Une enquête de l’Oregon Medical Board sur un pédiatre de Beaverton qui s’oppose à certaines recommandations fédérales sur les vaccins pour les enfants a abouti devant un tribunal, l’État ayant intenté une action en justice pour obtenir certains des dossiers du médecin.

Le conseil, par l’intermédiaire du département judiciaire de l’Oregon, a poursuivi le Dr Paul Thomas en juillet devant la cour de circuit du comté de Washington pour son incapacité à remettre les documents qu’il avait assignés à comparaître en août 2020.

L’assignation découlait d’une plainte contre Thomas alléguant qu’il avait mené des recherches “non éthiques”, selon des documents judiciaires. L’assignation a ordonné à Thomas de remettre les noms et les dates de naissance de plus de 1 200 enfants dans son étude sur les taux d’autisme qui comparait les enfants qui avaient reçu des vaccins pour enfants selon le calendrier recommandé par le gouvernement fédéral avec ceux dont les vaccins avaient été retardés ou n’étaient pas du tout vaccinés. Les résultats ont été publiés dans un livre – “The Vaccine-Friendly Plan: Dr. Paul’s Safe and Effective Approach to Immunity and Health-From Pregnancy Through Your Child’s Teen Years” – qu’il a co-écrit avec l’auteur Jennifer Margulis, qui a également écrit sur dépendance et parentalité.

L’assignation a également exigé des documents liés à une étude distincte de Thomas qui n’a jamais été publiée.

Le pédiatre a refusé d’obtempérer. Dans les dossiers du tribunal, il a déclaré qu’il n’avait aucun dossier lié à la deuxième étude et que révéler les noms et les dates de naissance des patients serait contraire à l’éthique. Les documents déposés par les avocats de Thomas accusent le conseil médical d’avoir outrepassé son autorité dans une « agression frontale » pour « détruire » sa pratique médicale.

Les deux parties ont plaidé leur cause devant le juge de la cour de circuit du comté de Washington, Theodore Sims, le 30 août.

Dans une ordonnance datée du 5 septembre, Sims a ordonné à Thomas de donner au Conseil médical de l’Oregon toutes les informations qu’il recherchait, y compris les noms et les dates de naissance des patients de l’étude.

Le procès offre le premier aperçu de l’enquête, qui oppose un opposant aux calendriers de vaccination fédéraux aux responsables médicaux de l’État à un moment où le dernier vaccin mis sur le marché – contre COVID-19 – a provoqué une scission dans la société alors que les responsables de la santé tentent pour persuader les sceptiques du vaccin de se faire vacciner.

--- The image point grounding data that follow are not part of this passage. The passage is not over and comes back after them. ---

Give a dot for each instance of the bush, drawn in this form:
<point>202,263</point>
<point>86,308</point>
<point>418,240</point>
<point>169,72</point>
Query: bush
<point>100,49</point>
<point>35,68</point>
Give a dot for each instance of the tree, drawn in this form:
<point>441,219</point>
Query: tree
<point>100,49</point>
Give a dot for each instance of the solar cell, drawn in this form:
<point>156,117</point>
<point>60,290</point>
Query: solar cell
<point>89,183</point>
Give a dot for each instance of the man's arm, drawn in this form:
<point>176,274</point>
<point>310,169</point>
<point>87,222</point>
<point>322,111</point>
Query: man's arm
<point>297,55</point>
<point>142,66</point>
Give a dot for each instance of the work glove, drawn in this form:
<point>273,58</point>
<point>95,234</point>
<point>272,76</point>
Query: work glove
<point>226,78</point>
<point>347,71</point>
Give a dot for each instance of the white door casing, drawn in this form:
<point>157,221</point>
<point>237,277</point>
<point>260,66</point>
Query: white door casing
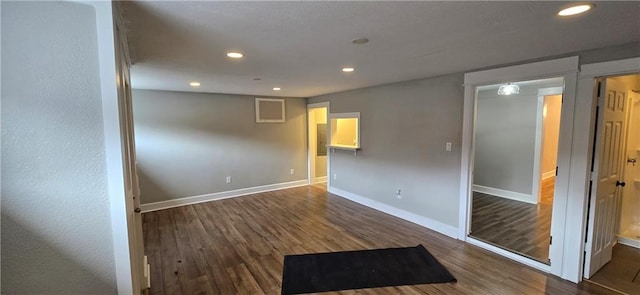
<point>132,191</point>
<point>608,167</point>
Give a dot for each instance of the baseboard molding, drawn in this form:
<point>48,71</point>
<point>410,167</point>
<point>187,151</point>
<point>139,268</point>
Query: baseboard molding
<point>628,241</point>
<point>321,179</point>
<point>219,196</point>
<point>442,228</point>
<point>548,174</point>
<point>505,194</point>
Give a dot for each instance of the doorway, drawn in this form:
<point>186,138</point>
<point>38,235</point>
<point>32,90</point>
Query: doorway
<point>613,232</point>
<point>516,146</point>
<point>318,135</point>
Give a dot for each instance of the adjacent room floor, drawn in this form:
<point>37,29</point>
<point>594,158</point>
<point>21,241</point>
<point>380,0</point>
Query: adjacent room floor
<point>622,272</point>
<point>517,226</point>
<point>237,246</point>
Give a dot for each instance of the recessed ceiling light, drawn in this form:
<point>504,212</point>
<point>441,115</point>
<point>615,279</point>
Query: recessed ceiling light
<point>234,54</point>
<point>360,41</point>
<point>573,10</point>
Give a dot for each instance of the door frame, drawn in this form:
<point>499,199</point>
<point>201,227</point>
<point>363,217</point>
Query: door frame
<point>564,67</point>
<point>127,274</point>
<point>539,142</point>
<point>311,162</point>
<point>582,153</point>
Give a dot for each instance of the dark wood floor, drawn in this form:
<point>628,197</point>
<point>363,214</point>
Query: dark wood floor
<point>516,226</point>
<point>237,246</point>
<point>622,272</point>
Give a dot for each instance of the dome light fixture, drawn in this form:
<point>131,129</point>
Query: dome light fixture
<point>508,89</point>
<point>577,9</point>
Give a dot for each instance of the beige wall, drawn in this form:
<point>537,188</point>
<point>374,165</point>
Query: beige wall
<point>56,222</point>
<point>188,143</point>
<point>344,131</point>
<point>550,133</point>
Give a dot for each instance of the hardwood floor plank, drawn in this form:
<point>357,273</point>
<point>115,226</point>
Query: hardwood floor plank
<point>237,246</point>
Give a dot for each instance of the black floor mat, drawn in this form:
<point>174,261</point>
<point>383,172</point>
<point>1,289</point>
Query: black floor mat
<point>322,272</point>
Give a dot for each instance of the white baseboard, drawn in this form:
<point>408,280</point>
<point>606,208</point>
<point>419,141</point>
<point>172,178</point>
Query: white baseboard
<point>548,174</point>
<point>442,228</point>
<point>508,254</point>
<point>219,196</point>
<point>505,194</point>
<point>321,179</point>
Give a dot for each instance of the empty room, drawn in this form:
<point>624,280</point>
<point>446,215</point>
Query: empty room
<point>429,147</point>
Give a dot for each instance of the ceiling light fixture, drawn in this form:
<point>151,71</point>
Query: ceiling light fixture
<point>508,89</point>
<point>360,41</point>
<point>234,54</point>
<point>573,10</point>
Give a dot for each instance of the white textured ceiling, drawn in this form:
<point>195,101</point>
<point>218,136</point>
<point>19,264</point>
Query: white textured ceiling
<point>301,46</point>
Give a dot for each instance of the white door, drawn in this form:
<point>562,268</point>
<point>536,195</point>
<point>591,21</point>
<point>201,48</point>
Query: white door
<point>606,178</point>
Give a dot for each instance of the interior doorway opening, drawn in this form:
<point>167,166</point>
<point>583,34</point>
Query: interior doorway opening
<point>318,140</point>
<point>613,230</point>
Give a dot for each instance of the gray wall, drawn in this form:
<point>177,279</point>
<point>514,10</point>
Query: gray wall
<point>505,138</point>
<point>56,229</point>
<point>403,131</point>
<point>188,143</point>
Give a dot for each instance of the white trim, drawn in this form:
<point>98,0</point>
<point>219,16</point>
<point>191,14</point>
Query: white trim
<point>548,174</point>
<point>538,147</point>
<point>513,256</point>
<point>467,160</point>
<point>530,71</point>
<point>113,146</point>
<point>610,68</point>
<point>219,196</point>
<point>321,179</point>
<point>582,149</point>
<point>516,196</point>
<point>538,176</point>
<point>629,241</point>
<point>440,227</point>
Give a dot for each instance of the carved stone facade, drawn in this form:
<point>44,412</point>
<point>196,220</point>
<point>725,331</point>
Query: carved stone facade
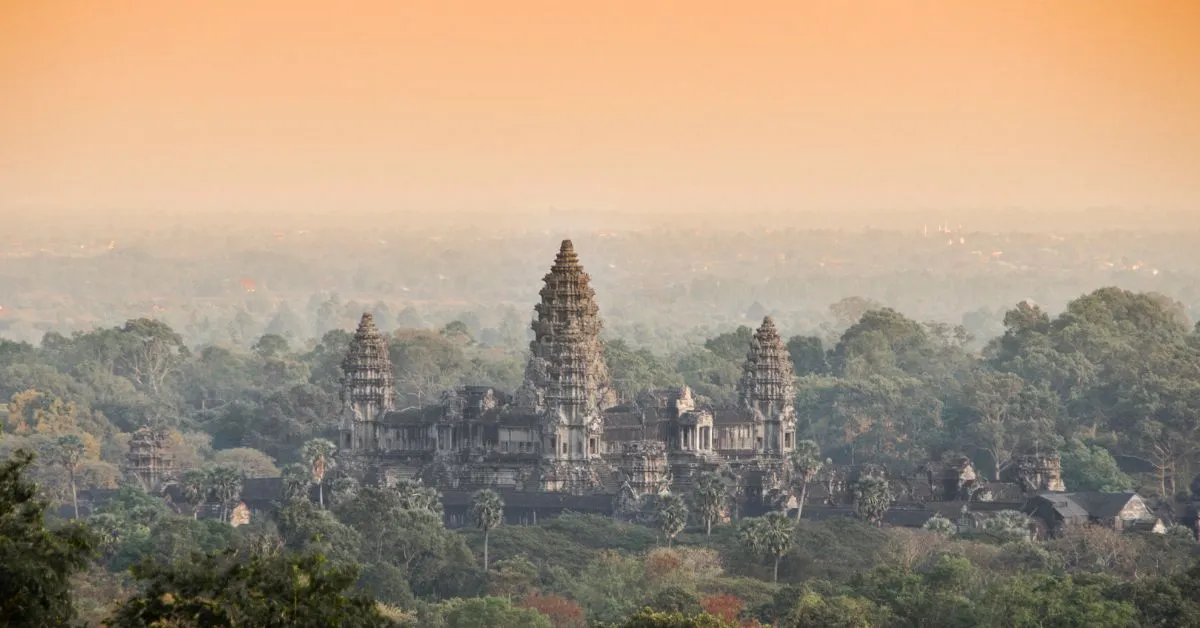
<point>1039,472</point>
<point>369,389</point>
<point>767,390</point>
<point>563,431</point>
<point>149,460</point>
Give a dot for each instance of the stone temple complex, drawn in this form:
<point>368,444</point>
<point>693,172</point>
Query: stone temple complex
<point>563,431</point>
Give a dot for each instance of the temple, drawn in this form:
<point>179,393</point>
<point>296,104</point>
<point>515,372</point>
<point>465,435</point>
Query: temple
<point>564,431</point>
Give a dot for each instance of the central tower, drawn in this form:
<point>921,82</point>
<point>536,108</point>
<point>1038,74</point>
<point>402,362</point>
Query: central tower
<point>767,392</point>
<point>567,380</point>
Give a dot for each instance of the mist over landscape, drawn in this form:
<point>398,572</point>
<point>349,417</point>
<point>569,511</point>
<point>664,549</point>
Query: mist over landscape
<point>611,315</point>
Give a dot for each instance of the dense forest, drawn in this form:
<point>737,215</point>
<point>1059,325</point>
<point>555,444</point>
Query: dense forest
<point>1113,382</point>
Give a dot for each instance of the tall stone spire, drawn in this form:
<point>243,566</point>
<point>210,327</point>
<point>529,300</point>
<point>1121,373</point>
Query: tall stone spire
<point>567,380</point>
<point>767,388</point>
<point>369,389</point>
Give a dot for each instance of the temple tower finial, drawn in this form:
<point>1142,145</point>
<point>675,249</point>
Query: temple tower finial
<point>767,389</point>
<point>369,389</point>
<point>567,380</point>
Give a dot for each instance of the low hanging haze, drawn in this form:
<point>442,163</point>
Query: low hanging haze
<point>675,108</point>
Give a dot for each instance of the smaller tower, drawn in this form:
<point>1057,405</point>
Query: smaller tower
<point>1041,473</point>
<point>367,388</point>
<point>149,460</point>
<point>767,390</point>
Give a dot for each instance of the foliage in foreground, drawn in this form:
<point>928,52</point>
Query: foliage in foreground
<point>36,563</point>
<point>227,590</point>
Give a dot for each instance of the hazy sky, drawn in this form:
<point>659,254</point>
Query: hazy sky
<point>613,105</point>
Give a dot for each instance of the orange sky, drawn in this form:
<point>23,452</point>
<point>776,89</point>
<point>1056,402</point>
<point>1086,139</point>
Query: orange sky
<point>612,105</point>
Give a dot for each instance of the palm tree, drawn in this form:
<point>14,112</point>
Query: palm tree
<point>195,486</point>
<point>297,479</point>
<point>871,498</point>
<point>771,534</point>
<point>415,496</point>
<point>225,483</point>
<point>672,516</point>
<point>805,465</point>
<point>708,495</point>
<point>107,528</point>
<point>319,455</point>
<point>486,512</point>
<point>67,452</point>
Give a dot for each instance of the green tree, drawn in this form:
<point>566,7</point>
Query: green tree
<point>873,497</point>
<point>414,496</point>
<point>153,352</point>
<point>708,496</point>
<point>67,453</point>
<point>297,479</point>
<point>1091,467</point>
<point>491,611</point>
<point>808,356</point>
<point>318,453</point>
<point>193,485</point>
<point>486,513</point>
<point>271,346</point>
<point>771,534</point>
<point>225,485</point>
<point>807,462</point>
<point>672,515</point>
<point>654,618</point>
<point>231,591</point>
<point>994,414</point>
<point>36,563</point>
<point>251,462</point>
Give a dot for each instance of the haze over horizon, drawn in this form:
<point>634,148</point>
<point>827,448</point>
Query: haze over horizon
<point>663,107</point>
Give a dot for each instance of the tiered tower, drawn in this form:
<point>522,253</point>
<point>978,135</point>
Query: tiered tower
<point>367,388</point>
<point>767,390</point>
<point>149,460</point>
<point>567,380</point>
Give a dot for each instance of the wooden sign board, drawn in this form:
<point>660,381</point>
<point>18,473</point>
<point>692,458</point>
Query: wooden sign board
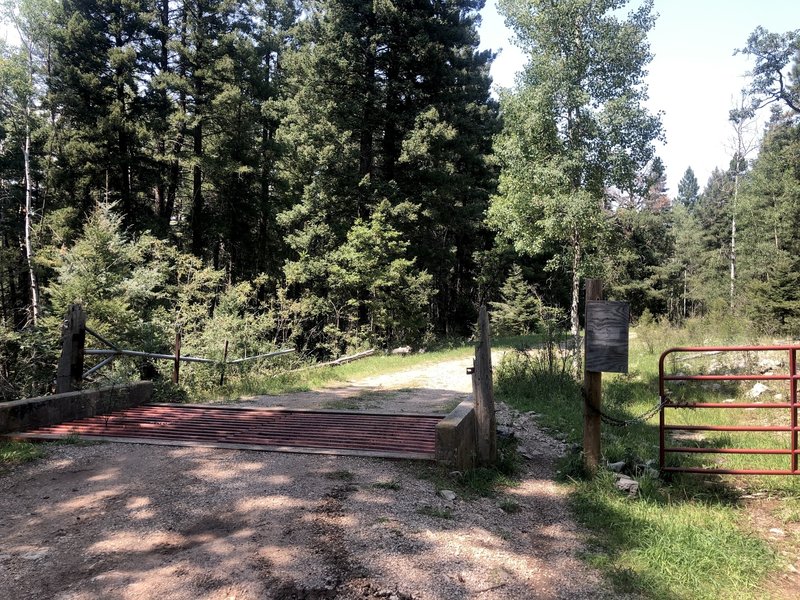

L’avocat de Thomas, Troy Bundy, a refusé de commenter le procès. Le département judiciaire de l’Oregon a également refusé de commenter. Nicole Krishnaswami, directrice exécutive de l’Oregon Medical Board, n’a pas commenté l’affaire, mais a indiqué qu’il était inhabituel pour un médecin de retenir les dossiers.

“L’OMB émet des citations à comparaître dans le cadre du processus d’enquête, et les titulaires de licence fournissent régulièrement les documents demandés”, a déclaré Krishnaswami au Lund Report dans un e-mail.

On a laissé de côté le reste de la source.